News > December 26, 2007
Bike-Sharing Is Caring
Bike-sharing programs that provide cheap access to inner-city bicycles are popular all over Europe, and Beijing, and even American cities are catching on
By Adam Doster
Two public bikes await cyclists in Germany.
While working the graveyard shift in a University of Virginia computer lab 13 years ago, Paul DeMaio had dreams of the open road. On a whim, the avid cyclist and environmentalist entered “public bikes” into a search engine and discovered images of Bycyklen, Copenhagen’s then-new bike-sharing service. One glimpse and DeMaio was hooked. “The idea just blew me away,” he says. “This was it.”
DeMaio arranged to study in Denmark, where he absorbed as much about bike-sharing culture as possible. Convinced that the idea would appeal to Americans, he created MetroBike LLC, a bicycle planning and bike-sharing consulting company based in Washington D.C. And now, more and more cyclists and legislators are turning their attention to DeMaio’s cause. “We’ve come a long way,” he says. “Bike-sharing really has gotten a lot of attention.”
Essentially, bike-sharing programs provide cheap access to bicycles, mostly for inner-city transportation. In the late ’60s, some Europeans placed donated bikes across cities like Amsterdam and Milan for residents to ride free of charge, hoping to provide citizens with an ecologically friendly mode of travel. But vandalism and theft sank nearly all of the early campaigns. Today, technology—such as electronic payment, tracking and locking systems—has helped reduce crime and revive bike-sharing efforts worldwide.
The Vélib in Paris, a new venture owned and operated by the city but co-financed by the JCDecaux advertising corporation in exchange for exclusive rights to on-street advertising, has quickly become the most comprehensive and successful bike-sharing program in the world. Socialist Mayor Bertrand Delanoe launched the Vélib in July by placing 10,000 bicycles at 750 stations throughout the city.
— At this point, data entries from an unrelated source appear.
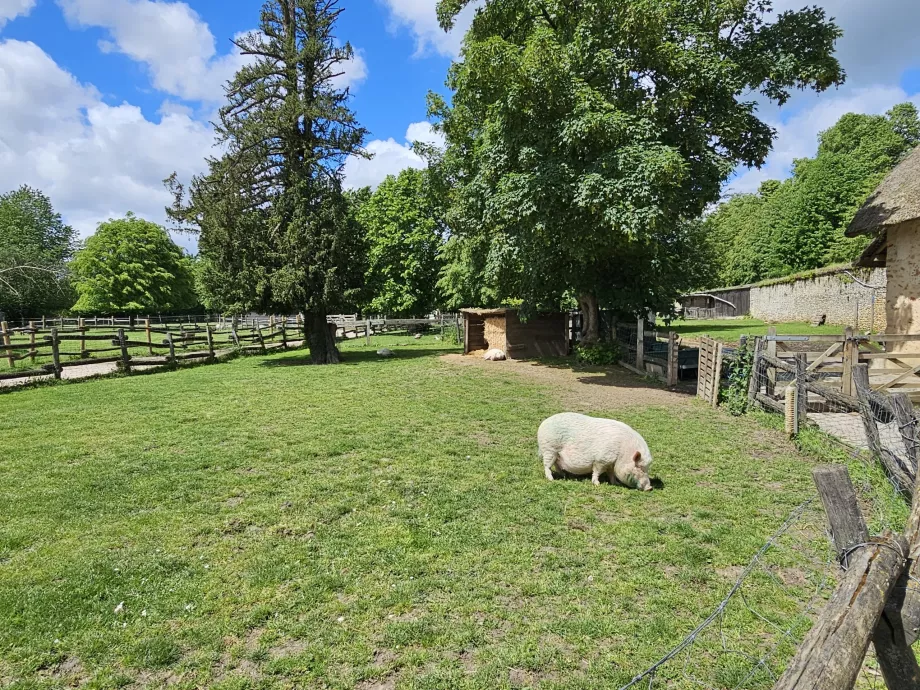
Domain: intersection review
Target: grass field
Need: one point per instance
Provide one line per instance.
(380, 524)
(731, 330)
For a small credit card fee (29 euros a year, or about $43), Parisians can swipe the card at any bike rack, grab an available two-wheeler, ride it across town and leave it for others at their new destination. Bike rental is free for the first 30 minutes, which accounts for 80 percent of all rides, and only a marginal cost for each additional half-hour. Officials intend to double the fleet by 2008 as more than 6 million rides were recorded in the first three months, with every bike being rented an average of 10 times a day, according to a report in BusinessWeek.
While the Vélib is the largest program to date, Paris is not alone in its cycling enthusiasm. Various cities across the globe have implemented successful bike-sharing systems in recent years, including Barcelona, Stockholm and Berlin. Beijing, known as the Kingdom of Bicycles, recently unveiled plans to unleash 50,000 bikes in time for the 2008 Olympics.
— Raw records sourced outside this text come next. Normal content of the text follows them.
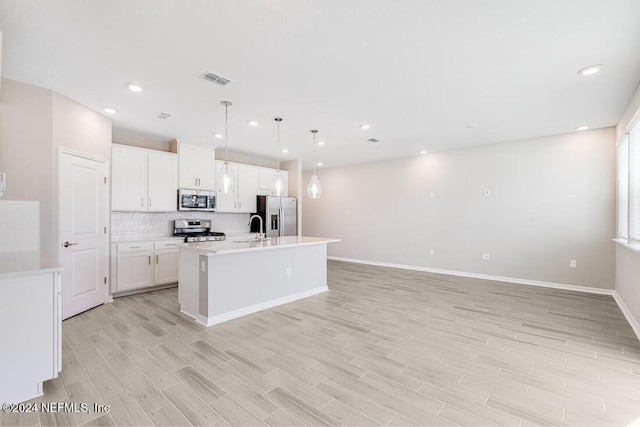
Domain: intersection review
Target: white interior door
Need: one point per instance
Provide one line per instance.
(82, 238)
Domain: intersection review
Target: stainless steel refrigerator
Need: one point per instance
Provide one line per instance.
(279, 214)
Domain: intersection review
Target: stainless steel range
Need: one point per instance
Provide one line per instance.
(196, 230)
Bike-sharing fever has even spread to the United States, a country lacking a robust bike culture but one where car-sharing has thrived and biking is becoming more mainstream. In San Francisco, the city Board of Supervisors is set to vote on a contract with Clear Channel Outdoor Inc. that would establish a bike-sharing program in return for advertising rights on transit shelters. Chicago Mayor Richard Daley visited Paris in September to test the Vélib in action and is considering a similar program for the Windy City. New York City, Portland and Washington, D.C. officials have also expressed interest.
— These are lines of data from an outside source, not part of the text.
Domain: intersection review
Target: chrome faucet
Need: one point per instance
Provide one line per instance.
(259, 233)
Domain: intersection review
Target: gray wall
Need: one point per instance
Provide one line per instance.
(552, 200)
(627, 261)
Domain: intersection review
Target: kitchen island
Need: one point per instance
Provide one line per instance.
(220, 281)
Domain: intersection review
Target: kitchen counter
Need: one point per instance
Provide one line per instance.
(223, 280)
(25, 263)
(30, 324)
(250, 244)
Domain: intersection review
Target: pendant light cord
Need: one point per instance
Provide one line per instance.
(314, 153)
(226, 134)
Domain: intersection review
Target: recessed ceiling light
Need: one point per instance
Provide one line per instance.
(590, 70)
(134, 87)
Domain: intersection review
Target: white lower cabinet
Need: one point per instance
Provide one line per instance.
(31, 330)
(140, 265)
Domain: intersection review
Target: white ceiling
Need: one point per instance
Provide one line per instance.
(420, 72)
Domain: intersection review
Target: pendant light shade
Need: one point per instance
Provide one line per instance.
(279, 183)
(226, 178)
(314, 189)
Margo O’Hara, communications director for the Chicagoland Bicycle Federation, points out that reducing dependency on the automobile—and the carbon emissions, pollution, and traffic it creates—is the most obvious attribute of bike-sharing, but a well-designed system has other virtues. “The cool thing about bicycling,” she says, “is that it’s public. You’re able to talk to people on your commute to work, as opposed to being in this confined vacuum of a car.” Bike-sharing also provides a cheap, sustainable appendage to under-funded and overcrowded mass transit systems. “Bike-sharing is not going to replace bus or rail transit,” says DeMaio, “but it’s really complimentary … because it does extend these other modes of transit’s reach.”
Bike-sharing certainly isn’t perfect. Safety is a concern, especially in cities lacking bike-friendly infrastructure. Helmets are generally not provided with a rental, and theft, while complicated by user electronic identification, still poses a financial risk.
There’s also the possibility that people who could benefit from such services—namely, low-income people who need reliable transportation but have problems affording it—will not be served, especially in cities like Chicago and Washington, D.C. that are highly segregated, both economically and racially. DeMaio stresses that, for the programs to be most effective, local legislators must distribute bike-sharing resources equitably. “It’s up to the government to ensure that the stations are placed in underserved neighborhoods,” he says, “to ensure that people of all backgrounds … have access to this mode of transit.”
But those are small concerns for an overwhelmingly popular movement. “I think the demand is there,” says O’Hara. “And you can see in Chicago: The more acceptable it is to bike, the more people bike.”